Soccer Kids NYC was created by Noe Canales in September 2014 after he noticed that other programs did not focus on teaching lessons that could translate to all aspects of a child’s life.
Canales said that Soccer Kids NYC strives to teach not only the fundamentals of soccer but also skills that children can utilize off the field like teamwork, respect and perseverance.
Soccer Kids NYC differs from other programs in several ways. Canales, who is a certified special education teacher, integrates children with special needs into all classes. He hopes to remove the stigma that families of special needs children typically deal with.
“Soccer Kids NYC wants to help in getting rid of that pervasive thinking,” Canales said of the three-month course that costs $179. “Our mission cuts across all lines; our program is for children with special needs and typically developing children.

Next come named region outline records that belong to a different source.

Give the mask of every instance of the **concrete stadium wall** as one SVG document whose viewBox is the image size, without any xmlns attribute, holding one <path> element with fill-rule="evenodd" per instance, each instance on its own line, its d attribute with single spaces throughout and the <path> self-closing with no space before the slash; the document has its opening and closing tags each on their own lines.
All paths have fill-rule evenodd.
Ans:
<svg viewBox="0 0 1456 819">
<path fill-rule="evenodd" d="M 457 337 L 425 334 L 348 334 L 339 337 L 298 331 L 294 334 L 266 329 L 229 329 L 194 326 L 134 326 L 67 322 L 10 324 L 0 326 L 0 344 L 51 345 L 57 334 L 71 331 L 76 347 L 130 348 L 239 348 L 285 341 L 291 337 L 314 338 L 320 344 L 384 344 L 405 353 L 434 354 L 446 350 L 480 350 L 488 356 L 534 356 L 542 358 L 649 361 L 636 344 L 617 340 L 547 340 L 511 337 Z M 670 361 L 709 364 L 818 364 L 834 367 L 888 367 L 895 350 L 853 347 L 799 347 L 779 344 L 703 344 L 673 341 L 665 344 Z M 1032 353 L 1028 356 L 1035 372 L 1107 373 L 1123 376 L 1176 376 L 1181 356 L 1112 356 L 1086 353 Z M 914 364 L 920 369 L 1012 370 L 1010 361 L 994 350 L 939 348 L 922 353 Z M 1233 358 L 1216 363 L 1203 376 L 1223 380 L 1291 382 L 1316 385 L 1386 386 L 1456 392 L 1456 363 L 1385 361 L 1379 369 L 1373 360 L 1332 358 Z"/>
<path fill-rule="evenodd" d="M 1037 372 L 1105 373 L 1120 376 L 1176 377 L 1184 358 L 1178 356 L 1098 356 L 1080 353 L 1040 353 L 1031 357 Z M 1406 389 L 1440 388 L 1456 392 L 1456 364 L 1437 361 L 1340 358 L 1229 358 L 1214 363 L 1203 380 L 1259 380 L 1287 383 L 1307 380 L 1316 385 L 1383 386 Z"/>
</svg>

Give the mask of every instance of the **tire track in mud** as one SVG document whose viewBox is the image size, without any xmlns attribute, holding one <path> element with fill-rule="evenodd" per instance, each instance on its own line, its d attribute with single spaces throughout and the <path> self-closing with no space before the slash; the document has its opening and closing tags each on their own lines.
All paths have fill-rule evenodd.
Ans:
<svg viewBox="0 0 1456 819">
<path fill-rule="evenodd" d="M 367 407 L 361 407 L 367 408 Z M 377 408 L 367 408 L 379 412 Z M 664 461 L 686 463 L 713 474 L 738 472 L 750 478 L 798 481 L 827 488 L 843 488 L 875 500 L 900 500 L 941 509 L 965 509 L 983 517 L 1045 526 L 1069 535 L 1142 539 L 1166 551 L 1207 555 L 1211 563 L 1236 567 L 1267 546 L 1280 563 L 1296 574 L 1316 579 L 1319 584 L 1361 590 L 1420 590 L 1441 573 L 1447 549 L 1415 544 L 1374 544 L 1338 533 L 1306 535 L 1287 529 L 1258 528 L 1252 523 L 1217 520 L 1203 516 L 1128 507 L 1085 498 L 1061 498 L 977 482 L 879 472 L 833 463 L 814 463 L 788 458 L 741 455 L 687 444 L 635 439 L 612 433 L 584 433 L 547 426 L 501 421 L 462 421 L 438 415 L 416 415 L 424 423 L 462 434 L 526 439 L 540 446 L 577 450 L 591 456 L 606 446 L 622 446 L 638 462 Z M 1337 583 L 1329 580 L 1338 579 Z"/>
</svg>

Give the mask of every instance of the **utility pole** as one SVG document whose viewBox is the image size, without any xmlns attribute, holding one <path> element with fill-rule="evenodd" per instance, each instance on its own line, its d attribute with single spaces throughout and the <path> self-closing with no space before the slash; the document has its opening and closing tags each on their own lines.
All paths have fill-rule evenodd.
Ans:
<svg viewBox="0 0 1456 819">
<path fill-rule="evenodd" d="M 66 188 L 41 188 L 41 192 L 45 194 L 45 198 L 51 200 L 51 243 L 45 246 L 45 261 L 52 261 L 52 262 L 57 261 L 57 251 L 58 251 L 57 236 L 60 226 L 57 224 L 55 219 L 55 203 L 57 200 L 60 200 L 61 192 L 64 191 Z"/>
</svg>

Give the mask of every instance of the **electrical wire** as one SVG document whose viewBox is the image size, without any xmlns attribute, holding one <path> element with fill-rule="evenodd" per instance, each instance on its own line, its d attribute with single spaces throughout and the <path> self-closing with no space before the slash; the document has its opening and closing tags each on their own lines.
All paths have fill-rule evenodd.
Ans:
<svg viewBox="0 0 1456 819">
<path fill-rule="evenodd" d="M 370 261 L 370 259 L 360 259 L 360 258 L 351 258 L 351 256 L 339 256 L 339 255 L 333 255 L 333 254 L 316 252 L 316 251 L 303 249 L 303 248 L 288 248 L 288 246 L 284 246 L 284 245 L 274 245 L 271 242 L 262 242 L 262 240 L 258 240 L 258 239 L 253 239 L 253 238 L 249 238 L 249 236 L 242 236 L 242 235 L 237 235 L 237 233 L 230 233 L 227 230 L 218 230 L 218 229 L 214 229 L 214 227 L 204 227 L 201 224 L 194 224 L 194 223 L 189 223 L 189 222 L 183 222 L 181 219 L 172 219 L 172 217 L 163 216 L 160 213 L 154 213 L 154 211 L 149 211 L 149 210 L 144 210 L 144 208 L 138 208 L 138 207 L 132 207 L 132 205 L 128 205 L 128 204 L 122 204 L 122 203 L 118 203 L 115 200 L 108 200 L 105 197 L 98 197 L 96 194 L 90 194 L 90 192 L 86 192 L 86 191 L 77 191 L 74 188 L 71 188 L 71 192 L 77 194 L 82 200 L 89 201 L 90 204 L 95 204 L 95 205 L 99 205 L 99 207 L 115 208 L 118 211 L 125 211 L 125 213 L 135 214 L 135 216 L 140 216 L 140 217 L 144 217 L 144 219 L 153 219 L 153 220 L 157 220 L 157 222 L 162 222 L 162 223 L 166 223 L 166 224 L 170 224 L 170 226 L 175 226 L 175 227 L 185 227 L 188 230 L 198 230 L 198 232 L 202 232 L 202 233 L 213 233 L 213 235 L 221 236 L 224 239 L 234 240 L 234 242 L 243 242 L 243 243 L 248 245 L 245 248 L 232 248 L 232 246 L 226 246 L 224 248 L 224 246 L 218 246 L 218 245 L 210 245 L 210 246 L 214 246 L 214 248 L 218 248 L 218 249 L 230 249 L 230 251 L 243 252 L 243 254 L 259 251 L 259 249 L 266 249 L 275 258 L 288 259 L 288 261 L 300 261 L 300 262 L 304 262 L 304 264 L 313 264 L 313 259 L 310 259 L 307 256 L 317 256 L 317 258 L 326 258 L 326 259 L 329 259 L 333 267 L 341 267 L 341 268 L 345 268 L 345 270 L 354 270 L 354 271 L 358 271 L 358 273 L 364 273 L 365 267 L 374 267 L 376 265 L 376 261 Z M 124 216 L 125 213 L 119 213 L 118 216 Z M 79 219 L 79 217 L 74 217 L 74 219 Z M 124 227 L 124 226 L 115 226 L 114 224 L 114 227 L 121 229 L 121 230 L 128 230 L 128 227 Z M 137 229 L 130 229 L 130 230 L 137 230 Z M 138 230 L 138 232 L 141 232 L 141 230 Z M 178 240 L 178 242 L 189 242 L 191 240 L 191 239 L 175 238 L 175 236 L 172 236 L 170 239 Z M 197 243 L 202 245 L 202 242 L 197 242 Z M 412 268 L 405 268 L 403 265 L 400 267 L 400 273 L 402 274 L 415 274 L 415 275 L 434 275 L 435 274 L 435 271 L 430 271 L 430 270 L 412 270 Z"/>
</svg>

We don’t believe in labels except for our kids’ names.”
He believes this inclusiveness contributes to the program’s 99 percent retention rate. The coaches at Soccer Kids NYC also strive to make their classes affordable for everyone, he said. Though children typically attend classes once a week, students are encouraged to join other classes if there is available space at no extra cost. They also provide a refund to all families who are not satisfied with the program.
Scouting the right coaches is important for Canales, who is also a teacher at TheraCare Preschool Services, a preschool in Rego Park that accommodates children with and without special needs. Coaches are trained extensively until they are ready to lead a class. This approach is the reason he can provide a quality program, he said.
“My experience with larger programs has been that they will first find a location to expand and then work on hiring and staffing those classes with a coach,” Canales said. “This approach hinders the quality of a program as many times these coaches are not fully trained to lead a class and consequently, our kids get the short end of the stick.”
Every season, parents are encouraged to leave feedback for the coaches. Canales said they have not received any negative feedback yet, but the coaches still come together to reflect on ways to make the program better.
The feedback has been all amazing,” Canales said. “This is something that we feel extremely proud of.”
Classes are taught in Bayside, Woodhaven, Middle Village, Elmhurst, Flushing, Kew Gardens and other parts of Queens. Canales said they are not in a rush to expand but would like to eventually teach classes in other parts of Queens and New York.